Who cares if they move abroad, unless of course they are of some social benefit to the US? Here's the thing, the argument that they are so useful to the US economy because they pay so much in taxes holds water only if their salaries themselves are not directly or indirectly supported by taxes. After all, if the government is largely responsible for nearly 100% of your salary and then you pay even as much as 50% of it back in taxes, it's still a net loss for the US.
Now, if they can find other productive jobs in the private sector or education and such, then I can see the point. In the private sector though, the government need not worry sinse the private secor is paying their salaries anyway, the government simply benefiting from the tax revenue. And if they go into education, then sure the government is paying their salaries, but is also getting something back by way of investment.

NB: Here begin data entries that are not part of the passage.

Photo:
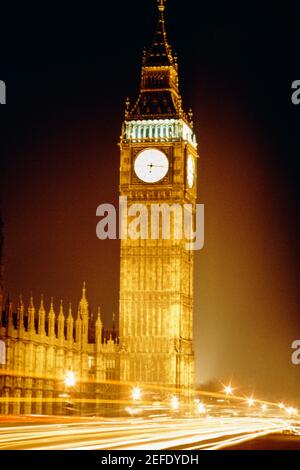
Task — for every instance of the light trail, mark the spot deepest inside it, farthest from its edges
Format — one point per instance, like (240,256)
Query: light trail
(140,434)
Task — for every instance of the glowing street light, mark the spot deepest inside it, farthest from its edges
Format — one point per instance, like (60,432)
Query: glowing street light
(70,380)
(136,394)
(291,411)
(201,408)
(228,390)
(175,403)
(250,401)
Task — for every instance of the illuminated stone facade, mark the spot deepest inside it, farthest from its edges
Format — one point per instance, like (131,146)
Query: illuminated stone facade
(156,282)
(153,344)
(41,348)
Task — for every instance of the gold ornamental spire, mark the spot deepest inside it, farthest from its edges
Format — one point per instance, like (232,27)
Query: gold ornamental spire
(161,5)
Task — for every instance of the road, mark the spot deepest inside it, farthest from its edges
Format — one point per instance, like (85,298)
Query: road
(156,433)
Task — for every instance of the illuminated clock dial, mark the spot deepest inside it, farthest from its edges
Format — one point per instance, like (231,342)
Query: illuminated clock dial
(190,171)
(151,166)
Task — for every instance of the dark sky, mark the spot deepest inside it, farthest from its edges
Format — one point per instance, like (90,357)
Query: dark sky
(68,72)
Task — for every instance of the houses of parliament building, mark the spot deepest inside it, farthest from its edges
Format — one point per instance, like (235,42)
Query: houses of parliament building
(152,344)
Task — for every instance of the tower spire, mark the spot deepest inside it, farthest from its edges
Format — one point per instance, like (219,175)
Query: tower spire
(161,5)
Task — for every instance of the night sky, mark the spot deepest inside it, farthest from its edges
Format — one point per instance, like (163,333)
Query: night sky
(68,73)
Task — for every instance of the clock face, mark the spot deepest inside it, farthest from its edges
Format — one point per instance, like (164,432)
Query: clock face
(151,166)
(190,171)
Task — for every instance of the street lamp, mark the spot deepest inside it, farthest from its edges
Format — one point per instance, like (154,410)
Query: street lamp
(70,380)
(175,403)
(250,401)
(201,408)
(136,394)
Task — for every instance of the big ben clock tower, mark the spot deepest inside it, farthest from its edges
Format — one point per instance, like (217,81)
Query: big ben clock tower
(158,166)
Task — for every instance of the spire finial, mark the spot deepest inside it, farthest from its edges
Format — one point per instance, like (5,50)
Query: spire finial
(84,290)
(161,5)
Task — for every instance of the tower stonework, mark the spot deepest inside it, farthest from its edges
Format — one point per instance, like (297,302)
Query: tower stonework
(156,275)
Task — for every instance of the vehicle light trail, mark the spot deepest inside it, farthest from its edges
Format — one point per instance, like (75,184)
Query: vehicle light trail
(140,434)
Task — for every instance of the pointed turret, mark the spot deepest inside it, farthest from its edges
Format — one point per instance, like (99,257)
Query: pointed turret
(51,322)
(70,323)
(99,327)
(10,322)
(42,318)
(31,316)
(61,323)
(21,310)
(159,96)
(160,51)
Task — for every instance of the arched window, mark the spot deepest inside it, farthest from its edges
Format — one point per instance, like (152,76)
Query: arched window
(2,353)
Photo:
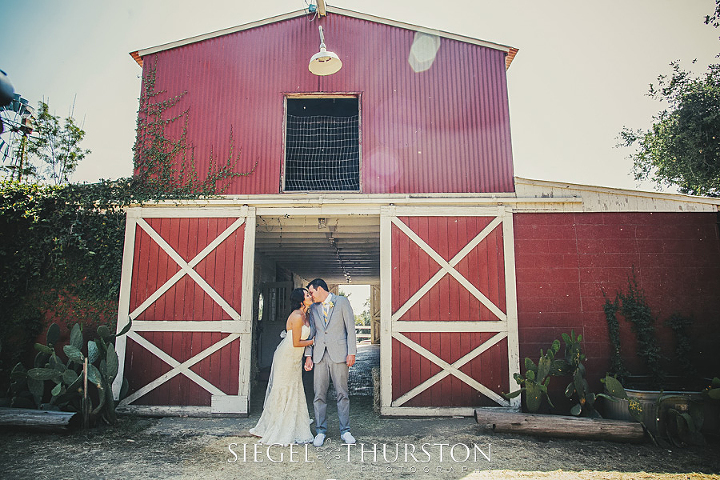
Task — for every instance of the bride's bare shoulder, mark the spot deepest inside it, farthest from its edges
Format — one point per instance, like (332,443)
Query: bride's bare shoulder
(295,320)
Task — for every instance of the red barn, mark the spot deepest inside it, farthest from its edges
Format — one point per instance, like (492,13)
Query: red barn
(395,171)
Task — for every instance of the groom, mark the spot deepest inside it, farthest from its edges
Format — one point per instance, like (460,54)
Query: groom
(333,326)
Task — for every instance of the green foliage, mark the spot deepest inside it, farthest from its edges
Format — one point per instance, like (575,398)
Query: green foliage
(537,378)
(611,308)
(578,386)
(682,147)
(615,392)
(165,166)
(634,308)
(57,384)
(60,254)
(56,147)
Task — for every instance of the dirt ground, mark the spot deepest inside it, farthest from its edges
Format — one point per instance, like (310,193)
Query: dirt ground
(450,448)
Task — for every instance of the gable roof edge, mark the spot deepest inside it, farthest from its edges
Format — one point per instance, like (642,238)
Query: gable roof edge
(510,51)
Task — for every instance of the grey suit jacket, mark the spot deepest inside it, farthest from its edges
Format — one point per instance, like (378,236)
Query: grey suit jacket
(338,337)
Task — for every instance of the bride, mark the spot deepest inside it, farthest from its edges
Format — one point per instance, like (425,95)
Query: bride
(285,417)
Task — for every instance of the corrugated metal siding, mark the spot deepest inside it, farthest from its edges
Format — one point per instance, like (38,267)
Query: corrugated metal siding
(445,129)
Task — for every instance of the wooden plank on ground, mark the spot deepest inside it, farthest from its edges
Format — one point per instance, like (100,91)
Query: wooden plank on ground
(560,426)
(43,420)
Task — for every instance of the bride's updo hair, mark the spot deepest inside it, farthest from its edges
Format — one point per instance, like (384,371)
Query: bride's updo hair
(297,297)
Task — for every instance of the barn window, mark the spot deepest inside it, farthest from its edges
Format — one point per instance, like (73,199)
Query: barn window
(322,144)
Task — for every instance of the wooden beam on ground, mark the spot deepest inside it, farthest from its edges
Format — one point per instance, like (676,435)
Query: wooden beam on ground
(42,420)
(559,426)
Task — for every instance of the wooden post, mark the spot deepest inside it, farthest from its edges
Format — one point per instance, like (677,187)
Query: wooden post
(560,426)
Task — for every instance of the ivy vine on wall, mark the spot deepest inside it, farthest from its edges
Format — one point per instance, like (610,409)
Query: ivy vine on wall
(61,246)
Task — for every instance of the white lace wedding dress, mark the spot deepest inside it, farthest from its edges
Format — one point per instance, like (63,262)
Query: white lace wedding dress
(285,417)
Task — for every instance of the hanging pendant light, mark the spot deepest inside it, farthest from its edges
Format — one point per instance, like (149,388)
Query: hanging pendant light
(324,62)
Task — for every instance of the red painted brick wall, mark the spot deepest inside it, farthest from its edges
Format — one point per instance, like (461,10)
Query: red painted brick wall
(564,262)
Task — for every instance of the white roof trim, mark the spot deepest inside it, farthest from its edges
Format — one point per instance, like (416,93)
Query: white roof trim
(137,55)
(678,197)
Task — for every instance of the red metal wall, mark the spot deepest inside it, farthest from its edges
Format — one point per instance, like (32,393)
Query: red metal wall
(185,300)
(448,300)
(442,130)
(564,262)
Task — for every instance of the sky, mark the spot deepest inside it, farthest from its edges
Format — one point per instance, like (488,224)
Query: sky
(581,74)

Or, if you absolutely insist they stay in the country, how about you establish a Department of International Trade and Industry (DITI). Each taxpayer would pay 15% of his income directly to it, would get to vote for its board of directors which would determine its research and development objectives, and would collectively own all knowledge accquired by it. One possibility would be that each US resident would be granted access to its official website, whereas non-residents would not (so in principle companies that hire US residents would have indirect access to this knowledge via their workers, thus potentially making US residents more valuable in the labour market). This way you can be sure that only US residents would benefit from this knowledge. Also, since all research nationwide would be conducted under one umbrella, it would ensure efficiency by avoiding redundancy in research and development initiatives (for example, since Ford and Toyota workers residing in the US would all be pitching into the same fund, they could benefit collectively from its research, thus avoiding separate research establishments simply doing the sme research).
And if you want to increase efficiency still further by eliminating the potential for redundant research between the US and other countries, then yo could always arrange for the US, Canada and other countries to share a common such department, or alternatively separate departments, but with each sharing all knowledge, meaning that in principle any resident of any of these countries would have access to all the knwoeldge of all the other participating countries. To ensure it's fair of course, in each country residents would have to pay the same precentage of their income to it.

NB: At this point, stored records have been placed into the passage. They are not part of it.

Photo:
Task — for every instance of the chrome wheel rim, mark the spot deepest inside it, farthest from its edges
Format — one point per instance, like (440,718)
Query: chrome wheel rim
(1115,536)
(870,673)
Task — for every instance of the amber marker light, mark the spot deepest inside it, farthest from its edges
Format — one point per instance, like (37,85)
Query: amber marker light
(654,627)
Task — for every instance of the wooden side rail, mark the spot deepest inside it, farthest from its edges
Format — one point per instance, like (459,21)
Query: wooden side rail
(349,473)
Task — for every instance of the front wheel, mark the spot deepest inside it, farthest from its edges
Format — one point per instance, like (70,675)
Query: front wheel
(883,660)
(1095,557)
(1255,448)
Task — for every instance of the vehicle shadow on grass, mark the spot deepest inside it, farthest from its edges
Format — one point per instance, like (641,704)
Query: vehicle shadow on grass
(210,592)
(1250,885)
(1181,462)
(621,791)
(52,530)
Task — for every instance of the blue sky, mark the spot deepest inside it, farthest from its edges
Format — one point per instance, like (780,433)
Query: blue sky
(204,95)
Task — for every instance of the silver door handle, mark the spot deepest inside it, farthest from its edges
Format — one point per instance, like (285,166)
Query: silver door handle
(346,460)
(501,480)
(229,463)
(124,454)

On the news this evening, the US is being compared to Greece in terms of financial problems ... in fact, it's suggested that the US will surpass Greece as the biggest financial mess. I think this is a problem that was mostly inherited by Obama, but I don't think anyone will remember that when the election roles around.
It may have been inherited by Obama for the most part, but he hasn't done much to change the siuation either. At the very least, he could have aimed to leave the country in no worse shape than he'd inherited it. Had that been the case, I may have been able to forgive him not having improved the situation seeing that he had inherited the recession too to be fair. But at worst he coudl have at least planned on leaving the country the way he'd found it.